Hi there. Let's get started.

This lesson is about the random forest algorithm.

Random forest is a machine learning algorithm

which produces and ensemble of decision trees.

And this ensemble as a whole is more powerful than a single decision tree.

First of all, let us understand what the bootstrap is.

Bootstrapping is an algorithm which produces replicas of

a data set by doing random sampling with replacement.

This idea is essential for the random forest algorithm.

Consider a data set, Z,

for example, with five objects.

How does bootstrapping works?

At the first step,

you pick at random an object,

for example, the object number three.

Then you repeat it and pick the object number one.

Then the object number five. And so on.

Then possibly you can pick again the object number five,

because at each iteration you pick an object at random,

and there is no correlation with the previous step.

And finally, in our two example,

you pick the object number two.

After bootstrappingexam you have a new data set.

The size of this data set is the number of elements in the original data set.

But its content, as you can see, is slightly different.

Some objects may be missing and other objects

may be present several times, more than once.

Okay. The next method is bagging.

It was the second idea essential for understanding of the random forest algorithm.

Bagging is a shorthand for bootstrap aggregation

and it is a general method for averaging predictions of other algorithms,

not decision trees, but any other algorithm in general.

Bagging works because it reduces the variance of the prediction.

Let me explain it to you.

Here is a formal definition of the bagging algorithm.

You have a training set Z which consists of pairs XI, YI.

B is a number of iterations,

and you have a machine learning method M,

which can be of any nature.

For example, decision trees,

linear regression, neural networks,

support vector machine, anything.

What do you do? You repeat capital B iterations.

At each iteration, you draw a bootstrap sample,

G star B of size N,

from the training data.

Before we have already discussed

the algorithm that allows to produce the bootstrapped replicas.

Then you apply the machine learning method to this data set, G star B.

And finally, you obtain the model.

You will denote this model by f(x) star B.

This algorithm returns an ensemble of B models.

This is how training with bagging works.

The next question is how to do predictions with this ensemble.

In case of regression,

the prediction of the whole aggregate model is

just an average of all the single models F star B.

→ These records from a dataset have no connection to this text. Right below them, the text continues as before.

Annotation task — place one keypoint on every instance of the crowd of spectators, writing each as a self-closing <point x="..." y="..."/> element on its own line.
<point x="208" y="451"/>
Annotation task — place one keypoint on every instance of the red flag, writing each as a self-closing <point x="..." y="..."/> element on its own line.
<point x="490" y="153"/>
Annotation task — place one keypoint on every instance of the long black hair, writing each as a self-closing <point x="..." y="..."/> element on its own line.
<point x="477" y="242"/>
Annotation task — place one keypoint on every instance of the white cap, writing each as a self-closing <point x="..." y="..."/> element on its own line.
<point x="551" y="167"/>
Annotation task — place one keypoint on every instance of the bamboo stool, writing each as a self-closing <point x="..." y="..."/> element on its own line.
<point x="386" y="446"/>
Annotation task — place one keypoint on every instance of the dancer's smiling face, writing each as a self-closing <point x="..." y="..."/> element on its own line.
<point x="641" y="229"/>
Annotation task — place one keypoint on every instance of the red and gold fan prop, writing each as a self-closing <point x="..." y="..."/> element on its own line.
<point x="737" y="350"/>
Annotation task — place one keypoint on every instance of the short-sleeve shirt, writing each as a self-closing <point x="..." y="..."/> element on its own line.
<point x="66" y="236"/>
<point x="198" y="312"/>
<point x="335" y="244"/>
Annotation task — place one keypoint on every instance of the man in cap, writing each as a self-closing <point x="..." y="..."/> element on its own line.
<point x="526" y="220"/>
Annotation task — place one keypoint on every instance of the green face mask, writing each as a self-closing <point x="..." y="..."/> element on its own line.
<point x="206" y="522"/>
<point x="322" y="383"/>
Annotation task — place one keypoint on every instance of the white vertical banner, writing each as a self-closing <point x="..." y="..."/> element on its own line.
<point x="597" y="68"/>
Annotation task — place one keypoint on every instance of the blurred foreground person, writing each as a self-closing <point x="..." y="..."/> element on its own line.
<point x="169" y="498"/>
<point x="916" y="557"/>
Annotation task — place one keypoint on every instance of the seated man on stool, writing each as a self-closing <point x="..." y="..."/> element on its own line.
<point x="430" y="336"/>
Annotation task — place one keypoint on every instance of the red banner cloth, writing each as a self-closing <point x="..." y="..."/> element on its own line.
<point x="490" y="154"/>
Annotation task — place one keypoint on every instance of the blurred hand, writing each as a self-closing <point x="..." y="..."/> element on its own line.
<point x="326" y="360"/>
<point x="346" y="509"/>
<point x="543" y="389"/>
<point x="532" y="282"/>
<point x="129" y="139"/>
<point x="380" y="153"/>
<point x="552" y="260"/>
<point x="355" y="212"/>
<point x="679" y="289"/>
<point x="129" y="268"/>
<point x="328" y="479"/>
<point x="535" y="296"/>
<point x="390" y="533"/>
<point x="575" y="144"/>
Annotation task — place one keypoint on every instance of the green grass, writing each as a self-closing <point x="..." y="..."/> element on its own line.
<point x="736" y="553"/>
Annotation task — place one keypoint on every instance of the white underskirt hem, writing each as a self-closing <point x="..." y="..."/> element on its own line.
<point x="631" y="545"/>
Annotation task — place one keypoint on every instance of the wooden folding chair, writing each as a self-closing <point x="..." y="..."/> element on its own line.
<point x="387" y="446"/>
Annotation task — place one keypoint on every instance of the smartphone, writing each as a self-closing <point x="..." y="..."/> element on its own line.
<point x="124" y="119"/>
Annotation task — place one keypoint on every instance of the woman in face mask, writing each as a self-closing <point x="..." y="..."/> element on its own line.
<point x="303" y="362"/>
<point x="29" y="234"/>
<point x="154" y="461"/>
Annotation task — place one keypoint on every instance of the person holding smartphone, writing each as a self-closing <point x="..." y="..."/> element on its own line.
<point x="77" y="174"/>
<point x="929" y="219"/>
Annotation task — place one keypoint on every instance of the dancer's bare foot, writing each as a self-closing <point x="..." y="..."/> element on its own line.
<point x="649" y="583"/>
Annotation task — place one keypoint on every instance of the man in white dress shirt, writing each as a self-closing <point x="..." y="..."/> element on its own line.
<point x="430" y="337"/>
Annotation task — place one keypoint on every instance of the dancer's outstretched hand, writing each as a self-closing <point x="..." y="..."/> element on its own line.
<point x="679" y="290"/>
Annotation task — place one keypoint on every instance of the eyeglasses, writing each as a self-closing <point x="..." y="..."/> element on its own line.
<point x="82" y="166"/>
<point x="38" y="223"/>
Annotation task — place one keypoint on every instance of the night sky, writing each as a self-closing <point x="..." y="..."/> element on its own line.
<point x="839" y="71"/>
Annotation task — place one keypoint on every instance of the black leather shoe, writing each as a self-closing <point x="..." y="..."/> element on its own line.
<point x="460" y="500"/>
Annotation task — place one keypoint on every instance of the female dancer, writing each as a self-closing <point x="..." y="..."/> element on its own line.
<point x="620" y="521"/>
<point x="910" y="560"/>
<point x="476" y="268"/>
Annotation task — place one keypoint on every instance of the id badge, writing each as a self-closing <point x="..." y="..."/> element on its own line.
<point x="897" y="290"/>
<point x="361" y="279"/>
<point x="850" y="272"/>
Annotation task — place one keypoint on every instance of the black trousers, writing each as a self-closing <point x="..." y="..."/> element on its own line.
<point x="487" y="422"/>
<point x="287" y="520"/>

And in case of classification,

it is a majority vote of all their predictions.

What is the majority vote?

Consider an ensemble with five models,

and if three models vote for the class number one,

and two other models vote for the class number zero,

then the majority vote will be the class number one.

Surprisingly, but the bagging algorithm really works.

In most of situations with any machine learning method in the core,

the quality of such aggregated predictions will be better than of any single prediction.

Why does bagging works?

This phenomenon is based on

a very general principle which is called the bias variance trade off.

This topic is out of scope of our short course,

but I will explain it to you informally.

You can consider the training data set to be random by itself. Why is it so?

What is the training data set?

In the real situation,

the training data set may be a user behavior in Internet,

for example, web browsing,

using search engine, doing clicks on advertisement, and so on.

Other examples of training data sets are physical measurements.

For example, temperature, locations.

date, time, and so on.

And all these measurements are essentially stochastic.

If you can repeat the same experiment in the same conditions,

the measurements actually will be different because of the noise in measurements,

and since user behavior is essentially stochastic and not exactly predictable.

Now, you understand that the training data set itself is random.

In ideal situation, you should collect as much data as

possible to reduce this noise component of the data set.

But in fact, you cannot run the same experiment in

the same situation as it is impossible to invent a time machine,

but you can do a bootstrapping.

So bootstrapping is a method for

generating very similar replicas of the original data set.

What happens here if you train

a machine learning model on the bootstrapped replicas and average them?

Then the aggregated machine learning model will be more stable.

This happens because of averaging.

After averaging, the noisy parts of machine learning model will vanish out,

whereas stable and reliable parts will remain.

The quality of the average model will be better than any single model.

Okay. The summary of this lesson,

you have learned what the bootstrap algorithm and bagging algorithm are.

Now, you can improve the quality of almost any machine learning method by doing bagging.

However, it might be very time consuming for large data sets.